Warships from the U.S. and Canadian navies traversed the Taiwan Strait together last week. With heightened tensions between the Chinese Communist Party (CCP) and the Republic of China (ROC), centered in Taiwan, the passage of foreign vessels triggered the usual response from Beijing, which accused the western nations of endangering the “peace” of the region.
‘Commitment’ to Taiwan
According to a report by Reuters, the ships that passed through the strait were the USS Dewey, an Arleigh Burke-class guided-missile destroyer of the U.S. Navy, and the HMCS Winnipeg, a Canadian frigate. Both ships passed through the open waterway between the mainland and the island on Thursday and Friday.
“Dewey’s and Winnipeg’s transit through the Taiwan Strait demonstrates the commitment of the United States and our allies and partners to a free and open Indo-Pacific,” the U.S. military said.
The U.S. has been regularly sending what they call “freedom of navigation patrols” through the Taiwan Strait on a monthly basis, angering Beijing. The transit of the two warships followed an earlier journey by the British warship HMS Richmond on Sept. 27, which was making its way to Vietnam.

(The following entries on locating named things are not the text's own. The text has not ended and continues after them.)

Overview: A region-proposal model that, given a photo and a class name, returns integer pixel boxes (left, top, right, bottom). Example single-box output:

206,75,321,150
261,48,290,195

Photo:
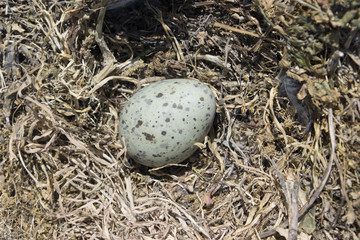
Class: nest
0,0,360,240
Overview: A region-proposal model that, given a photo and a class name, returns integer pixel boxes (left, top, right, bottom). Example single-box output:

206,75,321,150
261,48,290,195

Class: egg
119,79,216,167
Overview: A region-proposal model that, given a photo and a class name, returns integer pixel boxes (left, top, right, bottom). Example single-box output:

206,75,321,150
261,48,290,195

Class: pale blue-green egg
119,79,216,167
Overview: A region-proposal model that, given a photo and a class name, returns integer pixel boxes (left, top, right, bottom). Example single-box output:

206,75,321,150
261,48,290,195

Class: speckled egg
119,79,216,167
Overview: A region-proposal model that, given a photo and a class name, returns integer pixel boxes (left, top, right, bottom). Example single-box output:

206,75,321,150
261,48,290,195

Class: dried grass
0,0,360,240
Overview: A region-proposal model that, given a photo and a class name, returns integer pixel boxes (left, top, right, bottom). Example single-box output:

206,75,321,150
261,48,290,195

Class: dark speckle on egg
142,132,155,141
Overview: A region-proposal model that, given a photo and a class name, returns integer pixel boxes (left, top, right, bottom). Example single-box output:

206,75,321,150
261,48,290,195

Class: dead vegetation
0,0,360,240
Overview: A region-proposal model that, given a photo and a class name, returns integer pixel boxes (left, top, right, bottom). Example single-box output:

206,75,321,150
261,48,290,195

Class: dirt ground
0,0,360,240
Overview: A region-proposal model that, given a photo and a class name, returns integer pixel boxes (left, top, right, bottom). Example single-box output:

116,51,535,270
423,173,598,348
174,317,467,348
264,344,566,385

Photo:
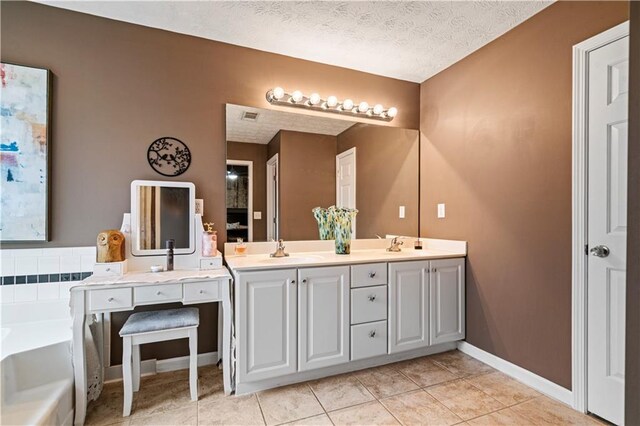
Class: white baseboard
458,342,573,407
104,352,218,382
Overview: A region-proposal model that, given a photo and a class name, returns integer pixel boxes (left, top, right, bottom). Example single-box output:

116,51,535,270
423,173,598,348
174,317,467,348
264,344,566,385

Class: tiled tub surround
0,247,96,303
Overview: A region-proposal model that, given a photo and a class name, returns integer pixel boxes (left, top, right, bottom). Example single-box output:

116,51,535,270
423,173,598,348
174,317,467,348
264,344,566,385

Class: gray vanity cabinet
429,259,465,345
298,266,350,371
389,260,429,354
236,269,298,382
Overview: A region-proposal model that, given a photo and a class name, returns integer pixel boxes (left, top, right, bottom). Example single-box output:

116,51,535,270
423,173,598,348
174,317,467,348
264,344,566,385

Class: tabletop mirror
131,180,196,256
226,104,419,242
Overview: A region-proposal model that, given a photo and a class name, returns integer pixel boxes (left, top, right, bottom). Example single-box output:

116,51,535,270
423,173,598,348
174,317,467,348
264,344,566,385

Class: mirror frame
131,180,196,256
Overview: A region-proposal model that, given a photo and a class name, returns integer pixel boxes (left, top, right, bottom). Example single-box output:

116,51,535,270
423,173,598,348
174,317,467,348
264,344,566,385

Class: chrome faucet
387,237,404,253
270,238,289,257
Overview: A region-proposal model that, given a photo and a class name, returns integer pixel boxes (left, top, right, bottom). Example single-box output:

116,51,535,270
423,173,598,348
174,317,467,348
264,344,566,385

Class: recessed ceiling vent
242,111,258,121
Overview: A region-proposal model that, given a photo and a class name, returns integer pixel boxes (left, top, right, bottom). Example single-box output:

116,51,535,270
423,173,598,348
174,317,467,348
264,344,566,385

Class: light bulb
309,93,320,105
273,87,284,100
291,90,304,102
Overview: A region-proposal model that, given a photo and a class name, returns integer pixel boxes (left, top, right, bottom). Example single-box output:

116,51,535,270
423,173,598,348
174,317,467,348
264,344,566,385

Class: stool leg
133,345,140,392
122,336,133,417
189,328,198,401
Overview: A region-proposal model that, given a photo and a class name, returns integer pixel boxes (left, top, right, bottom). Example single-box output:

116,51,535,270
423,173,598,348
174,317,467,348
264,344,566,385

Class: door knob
589,245,611,257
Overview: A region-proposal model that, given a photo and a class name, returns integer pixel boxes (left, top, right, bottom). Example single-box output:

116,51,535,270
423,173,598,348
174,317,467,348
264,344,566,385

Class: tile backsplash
0,247,96,303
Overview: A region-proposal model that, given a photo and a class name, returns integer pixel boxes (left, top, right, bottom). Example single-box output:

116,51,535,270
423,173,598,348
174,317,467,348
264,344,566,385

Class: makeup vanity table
71,181,232,425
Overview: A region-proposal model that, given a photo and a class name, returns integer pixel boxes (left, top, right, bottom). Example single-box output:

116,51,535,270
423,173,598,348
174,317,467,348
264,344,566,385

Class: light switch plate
196,198,204,216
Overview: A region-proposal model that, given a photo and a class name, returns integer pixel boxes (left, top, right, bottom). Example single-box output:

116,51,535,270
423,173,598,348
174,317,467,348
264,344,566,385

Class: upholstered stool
120,308,200,417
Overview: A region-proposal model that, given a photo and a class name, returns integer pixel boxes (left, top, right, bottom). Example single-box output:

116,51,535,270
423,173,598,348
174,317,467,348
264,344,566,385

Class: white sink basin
260,254,324,265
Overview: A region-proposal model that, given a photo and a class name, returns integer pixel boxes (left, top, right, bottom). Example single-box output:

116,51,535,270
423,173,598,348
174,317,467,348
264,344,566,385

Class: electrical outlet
196,198,204,216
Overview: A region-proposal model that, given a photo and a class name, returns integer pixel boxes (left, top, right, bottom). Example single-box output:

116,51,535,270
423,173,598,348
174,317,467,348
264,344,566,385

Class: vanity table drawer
184,281,222,303
351,263,387,287
89,288,133,311
133,284,182,304
351,321,387,361
351,285,387,324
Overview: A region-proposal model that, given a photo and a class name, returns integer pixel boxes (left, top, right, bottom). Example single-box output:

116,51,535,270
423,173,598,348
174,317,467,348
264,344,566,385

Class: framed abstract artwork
0,63,51,242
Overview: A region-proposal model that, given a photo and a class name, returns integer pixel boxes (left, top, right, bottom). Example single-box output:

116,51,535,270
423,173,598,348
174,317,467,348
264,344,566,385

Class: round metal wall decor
147,137,191,176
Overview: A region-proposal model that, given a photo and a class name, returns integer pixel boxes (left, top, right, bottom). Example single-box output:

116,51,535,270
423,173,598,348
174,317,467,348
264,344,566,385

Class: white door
587,37,629,424
429,259,465,345
236,269,297,383
389,260,429,353
336,147,356,239
298,266,349,371
267,154,280,241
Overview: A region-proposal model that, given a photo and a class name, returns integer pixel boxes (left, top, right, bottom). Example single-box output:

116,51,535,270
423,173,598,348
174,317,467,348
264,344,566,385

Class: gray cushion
120,308,200,336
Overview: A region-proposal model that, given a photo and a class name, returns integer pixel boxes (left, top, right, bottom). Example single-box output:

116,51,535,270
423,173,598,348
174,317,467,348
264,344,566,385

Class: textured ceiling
227,104,355,144
38,0,552,83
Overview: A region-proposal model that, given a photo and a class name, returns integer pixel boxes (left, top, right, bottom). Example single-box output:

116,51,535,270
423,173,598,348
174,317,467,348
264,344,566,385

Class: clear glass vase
311,207,335,240
328,206,358,254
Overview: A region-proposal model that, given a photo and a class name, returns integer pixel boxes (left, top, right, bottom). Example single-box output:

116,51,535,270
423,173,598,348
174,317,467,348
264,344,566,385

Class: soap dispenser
202,222,218,257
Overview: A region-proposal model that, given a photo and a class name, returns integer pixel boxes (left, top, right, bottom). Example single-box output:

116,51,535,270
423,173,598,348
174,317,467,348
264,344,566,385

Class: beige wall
337,124,420,238
279,130,337,240
228,141,268,241
420,2,628,388
0,2,419,359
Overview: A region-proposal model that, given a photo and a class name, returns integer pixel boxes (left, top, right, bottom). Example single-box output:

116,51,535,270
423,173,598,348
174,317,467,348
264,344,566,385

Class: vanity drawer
89,288,133,311
351,321,387,361
351,285,387,324
351,263,387,287
133,284,182,304
184,281,222,303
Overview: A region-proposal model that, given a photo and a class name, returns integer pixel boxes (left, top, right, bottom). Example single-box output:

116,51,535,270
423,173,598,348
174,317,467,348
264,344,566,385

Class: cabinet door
236,269,297,382
429,259,465,345
298,266,349,371
389,261,429,353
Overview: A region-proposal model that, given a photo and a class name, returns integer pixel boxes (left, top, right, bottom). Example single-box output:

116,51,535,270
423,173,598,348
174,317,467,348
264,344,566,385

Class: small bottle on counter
202,222,218,257
234,238,247,256
165,240,176,271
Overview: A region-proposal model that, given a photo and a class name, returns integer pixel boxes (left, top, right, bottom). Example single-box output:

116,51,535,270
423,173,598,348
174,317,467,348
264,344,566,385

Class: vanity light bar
267,87,398,121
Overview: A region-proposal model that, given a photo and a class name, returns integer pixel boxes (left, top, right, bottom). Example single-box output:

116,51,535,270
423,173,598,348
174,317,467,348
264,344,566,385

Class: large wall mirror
226,104,419,242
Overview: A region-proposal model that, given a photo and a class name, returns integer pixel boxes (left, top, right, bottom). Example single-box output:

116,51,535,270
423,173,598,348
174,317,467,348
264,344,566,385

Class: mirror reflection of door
226,160,253,242
267,154,280,241
336,147,356,238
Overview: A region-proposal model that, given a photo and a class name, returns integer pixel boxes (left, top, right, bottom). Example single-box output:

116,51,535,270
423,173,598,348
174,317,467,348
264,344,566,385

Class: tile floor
86,351,600,426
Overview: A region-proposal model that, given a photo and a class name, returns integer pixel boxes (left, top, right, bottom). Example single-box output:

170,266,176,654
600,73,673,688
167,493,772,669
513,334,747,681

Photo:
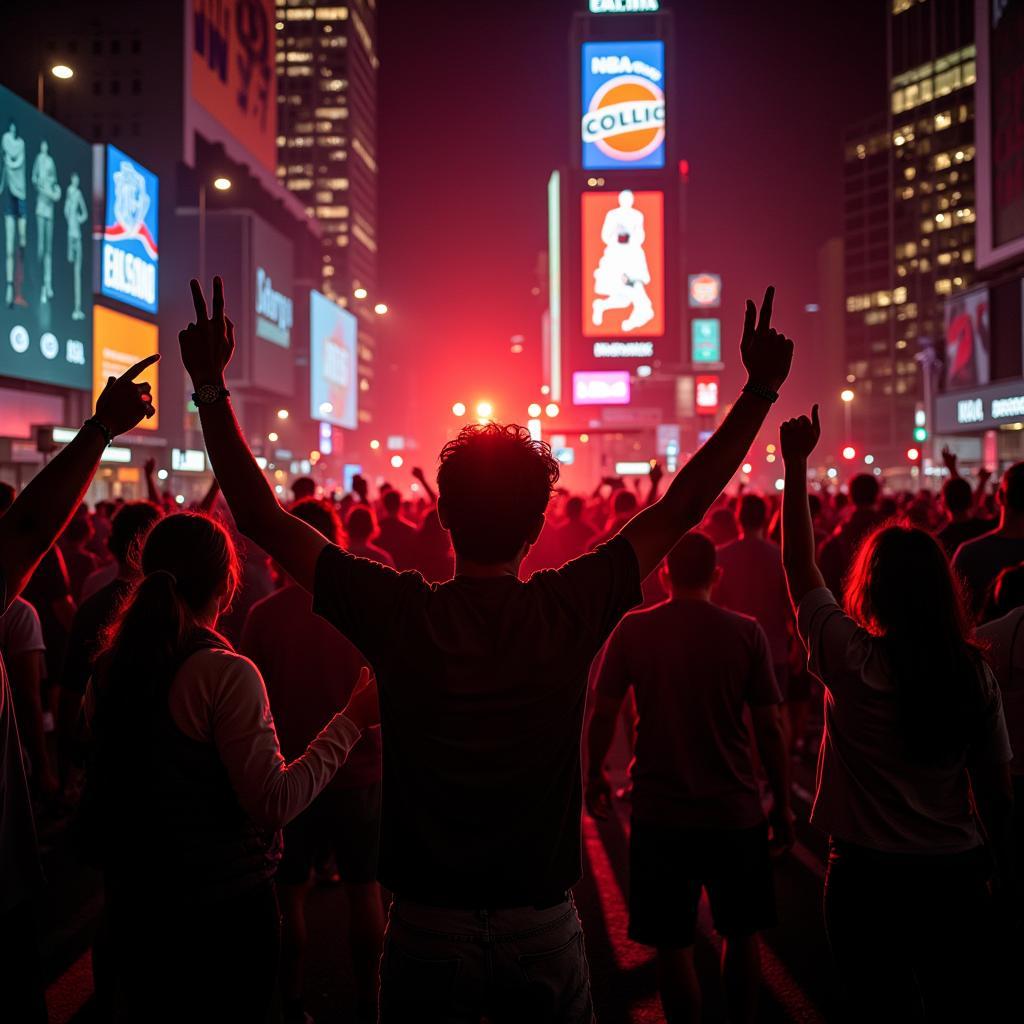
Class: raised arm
0,355,160,612
779,406,825,608
622,288,793,578
178,278,328,591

While the transit of the USS Dewey is the tenth conducted by the U.S. in 2021, it was the first performed with an ally.
Canada and Taiwan recently announced their intentions to strengthen educational cooperation between the countries in a virtual meeting on Oct. 6. The ROC’s application to join the Comprehensive and Progressive Agreement for Trans-Pacific Partnership (CPTPP) was made in hopes of bringing “stability and prosperity” to the Indo-Pacific region.
Analyst Liu Weidong from the Chinese Academy of Social Sciences told South China Morning Post (SCMP) that the joint transit of the two ships was a “breakthrough,” accusing the U.S. of banding countries together against the CCP.
“Although the joint transit made by U.S. and Canadian warships itself was limited in both power and scale, it reflected a significant shift in the U.S. strategic approach in countering China,” he said. “It’s a breakthrough, meaning the U.S. has succeeded in convincing more countries to go against China in this sensitive waterway.”
Liu also pointed out that the movement against China is also occurring in the South China Sea, as several other nations are sending their own vessels to reinforce the region.
Once again, Beijing responded aggressively to the trip made by the U.S. and Canadian ships. The communist government accused Washington of “stoking regional tensions,” despite the fact that the CCP has openly declared its militaristic intentions to control Taiwan by concentrating its own forces around the island.
The CCP-controlled People’s Liberation Army’s (PLA) Eastern Theatre Command stated that its forces watched the passing ships closely, “standing guard” throughout the waterway.
“The United States and Canada colluded to provoke and stir up trouble… seriously jeopardising peace and stability of the Taiwan Strait,” it said. “Taiwan is part of Chinese territory. Theatre forces always maintain a high level of alert and resolutely counter all threats and provocations.”
While tensions are high, there has been relatively no conflict between the PLA and the ROC. However, throughout the year, the PLA has been sending planes into the southwestern corner of Taiwan’s air defence identification zone (ADIZ). On Oct. 17, Taiwan’s defence ministry reported three aircraft intruded into the ADIZ.
Despite the release of Meng Wanzhou, CFO of communist-run Huawei, in Canada, as well as Beijing’s release of two Canadians, relations between China and Canada have been rocky. The ruling Liberal Party in Canada has a “more moderate stance” towards China, as opposed to the Conservative Party, which is more critical of the CCP.